SolrCloud on AWS EC2

This guide is a tutorial on how to set up a multi-node SolrCloud cluster on Amazon Web Services (AWS) EC2 instances for early development and design.

This tutorial is not meant for production systems. For one, it uses Solr’s embedded ZooKeeper instance, and for production you should have at least 3 ZooKeeper nodes in an ensemble. There are additional steps you should take for a production installation; refer to Taking Solr to Production for how to deploy Solr in production.

In this guide we are going to:

  1. Launch multiple AWS EC2 instances

    • Create new Security Group

    • Configure instances and launch

  2. Install, configure and start Solr on newly launched EC2 instances

    • Install system prerequisites: Java 1.8 and later

    • Download latest version of Solr

    • Start the Solr nodes in SolrCloud mode

  3. Create a collection, index documents and query the system

    • Create collection with multiple shards and replicas

    • Index documents to the newly created collection

    • Verify documents presence by querying the collection

Before You Start

To use this guide, you must have the following:

  • An AWS account.

  • Familiarity with setting up a single-node SolrCloud on local machine. Refer to the Solr Tutorials if you have never used Solr before.

Launch EC2 instances

Create new Security Group

  1. Navigate to the AWS EC2 console and to the region of your choice.

  2. Configure an AWS security group which will limit access to the installation and allow our launched EC2 instances to talk to each other without restrictions.

    1. From the EC2 Dashboard, click Security Groups from the left-hand menu, under "Network & Security".

    2. Click Create Security Group under the Security Groups section.
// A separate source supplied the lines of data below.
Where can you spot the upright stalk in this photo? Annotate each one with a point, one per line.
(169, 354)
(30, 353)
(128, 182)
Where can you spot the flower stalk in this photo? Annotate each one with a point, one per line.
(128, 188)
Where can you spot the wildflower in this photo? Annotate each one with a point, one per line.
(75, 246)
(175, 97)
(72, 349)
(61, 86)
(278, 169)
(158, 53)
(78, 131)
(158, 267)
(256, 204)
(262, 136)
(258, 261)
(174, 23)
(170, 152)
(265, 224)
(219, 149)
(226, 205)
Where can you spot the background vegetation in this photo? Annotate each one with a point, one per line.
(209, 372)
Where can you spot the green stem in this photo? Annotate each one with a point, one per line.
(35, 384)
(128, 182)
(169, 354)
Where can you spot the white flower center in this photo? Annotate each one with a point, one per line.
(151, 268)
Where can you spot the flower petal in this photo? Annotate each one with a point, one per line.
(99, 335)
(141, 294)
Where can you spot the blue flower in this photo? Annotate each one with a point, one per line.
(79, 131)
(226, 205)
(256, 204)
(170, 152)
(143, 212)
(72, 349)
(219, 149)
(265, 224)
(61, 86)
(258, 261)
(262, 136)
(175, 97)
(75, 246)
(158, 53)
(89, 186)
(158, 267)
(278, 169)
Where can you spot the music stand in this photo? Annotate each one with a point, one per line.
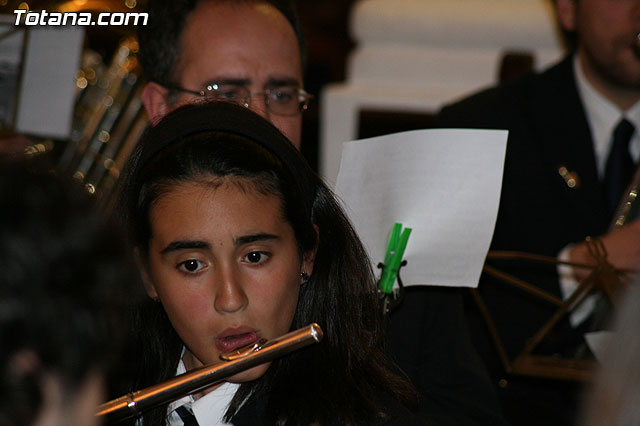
(603, 278)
Give your security group a descriptive name.

    3. You can select one of the existing VPCs or create a new one.

    4. We need two ports open for our cloud here:

      1. Solr port. In this example we will use Solr’s default port 8983.
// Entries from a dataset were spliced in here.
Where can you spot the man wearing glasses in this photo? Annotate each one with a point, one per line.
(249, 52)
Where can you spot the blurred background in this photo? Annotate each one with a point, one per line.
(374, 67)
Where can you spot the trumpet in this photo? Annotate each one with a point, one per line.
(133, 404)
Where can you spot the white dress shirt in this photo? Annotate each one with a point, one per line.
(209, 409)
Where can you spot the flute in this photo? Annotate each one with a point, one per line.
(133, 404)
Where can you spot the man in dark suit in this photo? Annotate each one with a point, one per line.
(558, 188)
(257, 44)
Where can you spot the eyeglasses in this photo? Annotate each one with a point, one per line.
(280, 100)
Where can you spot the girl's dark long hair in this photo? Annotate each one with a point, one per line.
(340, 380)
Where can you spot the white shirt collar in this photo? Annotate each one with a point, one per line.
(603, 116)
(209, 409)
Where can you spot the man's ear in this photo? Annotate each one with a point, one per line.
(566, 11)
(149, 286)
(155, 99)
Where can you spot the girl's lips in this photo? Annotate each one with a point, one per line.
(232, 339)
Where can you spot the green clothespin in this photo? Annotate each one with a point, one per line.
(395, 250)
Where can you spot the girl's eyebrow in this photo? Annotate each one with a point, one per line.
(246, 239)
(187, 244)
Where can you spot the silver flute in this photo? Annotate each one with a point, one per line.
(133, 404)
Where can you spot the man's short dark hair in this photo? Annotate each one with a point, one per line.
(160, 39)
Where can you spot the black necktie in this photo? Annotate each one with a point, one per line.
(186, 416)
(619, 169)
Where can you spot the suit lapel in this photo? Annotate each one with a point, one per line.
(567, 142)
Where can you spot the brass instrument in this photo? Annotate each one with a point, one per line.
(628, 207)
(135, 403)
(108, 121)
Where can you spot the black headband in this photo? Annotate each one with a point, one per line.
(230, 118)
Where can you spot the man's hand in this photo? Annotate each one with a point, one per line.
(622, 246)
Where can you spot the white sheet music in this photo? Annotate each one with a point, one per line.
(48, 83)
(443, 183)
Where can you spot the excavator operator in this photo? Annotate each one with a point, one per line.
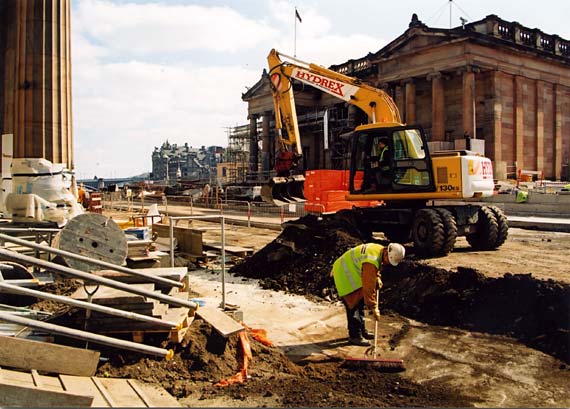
(381, 165)
(285, 161)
      2. ZooKeeper Port: We’ll use Solr’s embedded ZooKeeper, so we’ll use the default port 9983 (see the Deploying with External ZooKeeper to configure external ZooKeeper).

    5. Click Inbound to set inbound network rules, then select Add Rule. Select "Custom TCP" as the type. Enter 8983 for the "Port Range" and choose "My IP for the Source, then enter your public IP. Create a second rule with the same type and source, but enter 9983 for the port.

      This will limit access to your current machine. If you want wider access to the instance in order to collaborate with others, you can specify that, but make sure you only allow as much access as needed. A Solr instance should never be exposed to general Internet traffic.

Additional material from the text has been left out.